Elite is a game that arguably started a genre and is one of a handful of games that often come up as examples of procedural generation. Elite, for those of you who haven’t played it, is a trading game wrapped in a space sim. You fly your ship from star to star, buying and selling various commodities. Those star systems were procedurally generated from a fixed seed, which generated the description of the star system, including its economy, government, and population. There were 8 galaxies of stars in the original Elite, each with 256 generated stars.
There were originally going to be 282 trillion galaxies in the game, but Acornsoft, the publisher, convinced the developers to trim it down to a manageable eight, each with 256 stars. Running your generator too many times often results in less interesting results. This balance is important: big enough to explore for a long time, but small enough that the generator can keep everything relatively unique, and Elite found a good balance of size and density.
The original set of stars–Lave, Zaonce, Diso, Leesti, Reorte, and of course the lawless anarchy of Riedquat–became iconic the starting area, making it a rare instance of the starting level of a legendary game being curated rather than designed: their existence arises from the algorithm, rather than being hand-crafted.

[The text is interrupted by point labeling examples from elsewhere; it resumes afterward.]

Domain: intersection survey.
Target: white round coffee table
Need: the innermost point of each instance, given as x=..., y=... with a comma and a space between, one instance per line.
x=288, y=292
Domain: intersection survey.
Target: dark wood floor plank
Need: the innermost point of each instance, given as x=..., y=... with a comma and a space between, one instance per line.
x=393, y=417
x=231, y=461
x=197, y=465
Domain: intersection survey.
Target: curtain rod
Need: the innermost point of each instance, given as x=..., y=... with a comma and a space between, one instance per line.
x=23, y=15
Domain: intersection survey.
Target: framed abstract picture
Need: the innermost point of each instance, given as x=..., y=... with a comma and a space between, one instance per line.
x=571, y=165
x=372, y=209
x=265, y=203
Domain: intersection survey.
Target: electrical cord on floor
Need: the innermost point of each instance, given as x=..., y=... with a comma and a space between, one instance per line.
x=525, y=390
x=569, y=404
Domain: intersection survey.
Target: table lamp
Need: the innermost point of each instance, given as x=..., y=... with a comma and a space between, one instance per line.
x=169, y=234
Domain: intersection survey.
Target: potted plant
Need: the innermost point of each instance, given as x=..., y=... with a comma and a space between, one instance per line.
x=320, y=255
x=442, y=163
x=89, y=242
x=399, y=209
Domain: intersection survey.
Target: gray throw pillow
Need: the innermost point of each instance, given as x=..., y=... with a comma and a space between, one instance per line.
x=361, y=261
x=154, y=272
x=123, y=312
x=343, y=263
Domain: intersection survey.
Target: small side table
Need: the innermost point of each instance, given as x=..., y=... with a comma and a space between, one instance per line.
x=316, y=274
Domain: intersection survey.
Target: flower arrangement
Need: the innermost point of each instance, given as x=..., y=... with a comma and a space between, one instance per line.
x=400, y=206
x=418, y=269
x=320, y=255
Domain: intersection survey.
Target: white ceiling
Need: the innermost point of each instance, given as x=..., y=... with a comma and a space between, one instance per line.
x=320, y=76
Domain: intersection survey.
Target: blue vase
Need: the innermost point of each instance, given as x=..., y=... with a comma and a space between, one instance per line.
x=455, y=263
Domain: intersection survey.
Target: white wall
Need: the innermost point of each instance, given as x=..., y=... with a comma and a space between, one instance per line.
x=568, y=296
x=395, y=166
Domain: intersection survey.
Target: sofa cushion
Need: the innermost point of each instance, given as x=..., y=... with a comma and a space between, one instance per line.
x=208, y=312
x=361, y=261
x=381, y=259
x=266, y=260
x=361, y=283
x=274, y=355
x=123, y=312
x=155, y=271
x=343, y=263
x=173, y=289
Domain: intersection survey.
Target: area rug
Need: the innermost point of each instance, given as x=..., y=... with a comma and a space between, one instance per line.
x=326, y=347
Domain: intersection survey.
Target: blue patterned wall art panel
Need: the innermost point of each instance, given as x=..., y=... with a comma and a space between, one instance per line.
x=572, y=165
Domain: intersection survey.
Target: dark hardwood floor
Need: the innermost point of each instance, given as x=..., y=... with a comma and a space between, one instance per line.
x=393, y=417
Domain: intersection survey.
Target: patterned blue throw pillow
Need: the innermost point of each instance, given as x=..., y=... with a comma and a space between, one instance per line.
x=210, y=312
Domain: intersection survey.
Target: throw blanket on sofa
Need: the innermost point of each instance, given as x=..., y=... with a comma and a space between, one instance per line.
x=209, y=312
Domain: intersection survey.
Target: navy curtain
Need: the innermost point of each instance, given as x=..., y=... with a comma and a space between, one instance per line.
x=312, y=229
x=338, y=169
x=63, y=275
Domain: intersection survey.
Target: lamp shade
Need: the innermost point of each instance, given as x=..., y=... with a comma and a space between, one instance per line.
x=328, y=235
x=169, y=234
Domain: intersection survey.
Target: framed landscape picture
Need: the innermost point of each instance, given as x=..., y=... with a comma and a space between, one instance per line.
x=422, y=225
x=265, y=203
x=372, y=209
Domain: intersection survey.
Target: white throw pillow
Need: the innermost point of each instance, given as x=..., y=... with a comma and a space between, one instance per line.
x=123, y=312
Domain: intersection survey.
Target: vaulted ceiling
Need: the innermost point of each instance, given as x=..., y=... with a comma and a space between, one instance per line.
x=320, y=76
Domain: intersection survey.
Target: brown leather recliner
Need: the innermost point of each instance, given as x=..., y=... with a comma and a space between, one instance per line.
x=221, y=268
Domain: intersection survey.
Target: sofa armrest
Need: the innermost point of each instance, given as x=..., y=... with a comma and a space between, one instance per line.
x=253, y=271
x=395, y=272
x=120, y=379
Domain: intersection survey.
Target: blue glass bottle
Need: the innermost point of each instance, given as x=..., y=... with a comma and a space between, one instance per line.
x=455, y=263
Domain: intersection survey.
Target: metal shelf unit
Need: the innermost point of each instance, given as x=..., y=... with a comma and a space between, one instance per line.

Part of the original system creation algorithm, translated to C by Ian Bell:
thissys.x=(((*s).w1)>>8);
thissys.y=(((*s).w0)>>8);
if (thissys.govtype <=1)
{ thissys.economy = ((thissys.economy)|2);
}
thissys.techlev +=((thissys.govtype)>>1);
if (((thissys.govtype)&1)==1) thissys.techlev+=1;
/* C simulation of 6502’s LSR then ADC */
thissys.govtype =((((*s).w1)>>3)&7); /* bits 3,4 &5 of w1 */
thissys.economy =((((*s).w0)>>8)&7); /* bits 8,9 &A of w0 */
thissys.techlev =((((*s).w1)>>8)&3)+((thissys.economy)^7);
(The original source code is also available, if you can read the assembly for a BBC Micro.)
It takes the base seed for the system and generates the location, government, economy, tech level, and so on. Perhaps the most memorable part of the generation is the so-called “goat soup” strings, which used a mad-libs system to generate brief, Hitchhiker-style descriptions of each planet: Lave’s rain forests and tree grubs, Leestian Evil Juice, the civil war in Reidquat. While this didn’t have any in-game effect, the descriptions served the important purpose of making each planet memorable and added a bit of whimsical imagination to the otherwise fairly dry trading and fighting game.
IBM PC Elite (1991)
The other interesting thing about the procedural generation in Elite is the way it uses emergence to multiply the effects of the generation. The planet stats have in-game effects: the government type, for example, affects how likely a pirate attack is, which makes Reidquat good for bounty hunting. The variables also sometimes feed into each other, so that the government and economy type influence the tech level. The locations of the systems and the 7 lightyear maximum jump range mean that different combinations of systems produce very different trading networks, so trading can be very different in different parts of the galaxy. Generating things that combine their effects emergently is a powerful technique.
Though we can quibble about the definitions used, Elite does hold a procedural generation Guinness world record, for earliest procedurally generated world. It’s certain few games of its era matched its scale or scope.
Ian Bell has an online archive with many, many ports of the original Elite, plus more information about the game.